As they trudged up the steepening trail, Tanisha used the click of her poles on the rocky path to pace her thoughts. Willi Peck, her little brother, had grown rich as a 'person transporter'. Before she had retired from her post as Head of Department M, there had been occasional mentions of his organisation in the decrypted traffic that passed across her desk. Department M, where 'M' was, officially, the next in alphabetical order, unofficially, it was M for 'Misfits'. A collection of weirdos whose collective brains decrypted hidden messages that the whizz-kids in HQ either did not see or had the sideways skills to deal with. Being based in Cambridge Science Park, they were accepted as members of the Nutty Clan and, as such, pitied, ignored or envied. Tanisha had been proud of them, they had risen above their so-called disabilities and pulled the sausages out of the fire often enough to keep the budget money arriving. When she had retired, Dept M had been dispersed not long after.

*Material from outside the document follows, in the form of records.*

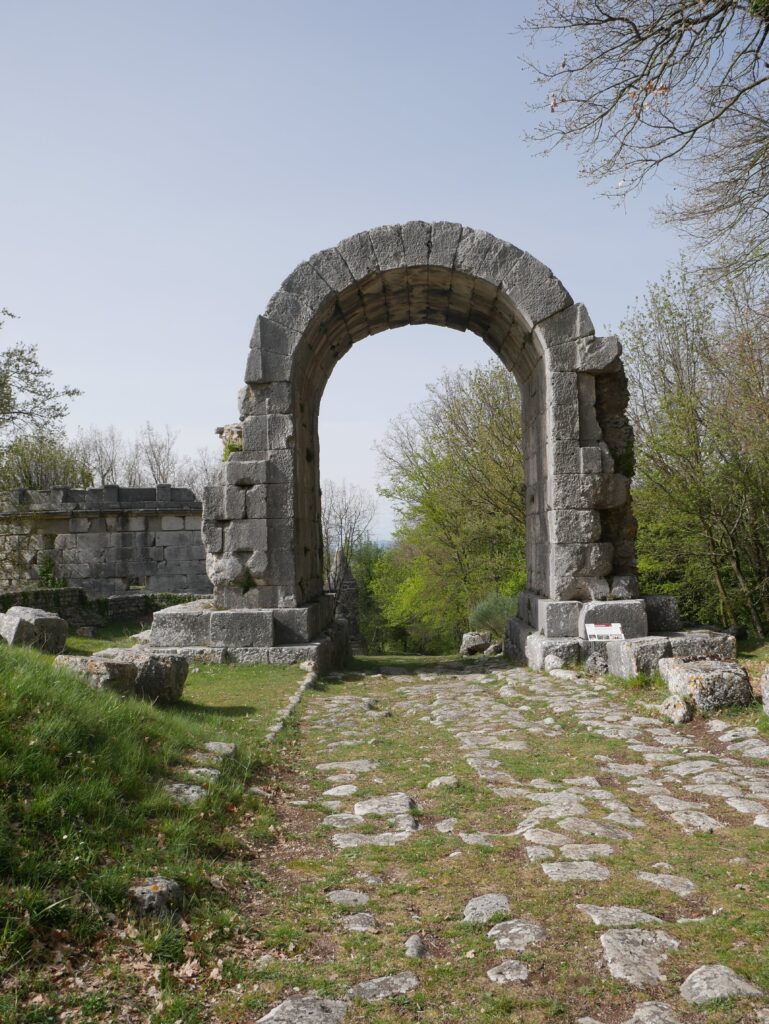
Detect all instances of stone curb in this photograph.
[264,669,317,743]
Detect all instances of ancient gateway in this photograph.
[152,221,675,662]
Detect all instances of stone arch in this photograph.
[204,221,636,642]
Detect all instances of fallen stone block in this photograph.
[55,647,188,703]
[460,633,492,654]
[525,633,582,671]
[0,605,70,654]
[659,657,753,711]
[128,874,181,914]
[606,637,671,679]
[644,594,681,633]
[580,598,648,640]
[668,630,737,662]
[659,694,694,725]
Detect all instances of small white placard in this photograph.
[585,623,625,640]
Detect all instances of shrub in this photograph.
[470,593,518,640]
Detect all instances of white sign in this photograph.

Gone, but not forgotten. She had been enjoying a peaceful retirement, running short on funds, when she had been dragged out into the underworld by a wild goose chase after a hoard of Nazi gold, old weapons of mass destruction and one of Willi's rare mistakes in kidnapping the wrong person. It had been a rollercoaster of adrenaline highs and nail biting terror. Without help from old M colleagues it would have been a disaster. Now she was properly retired, again, but with more than adequate funds. And bored. So, when Joka had run her wheelchair over her foot, Tanisha had taken the hint and gone for a cuppa with the best, and most morose, cryptologist on the scrapheap.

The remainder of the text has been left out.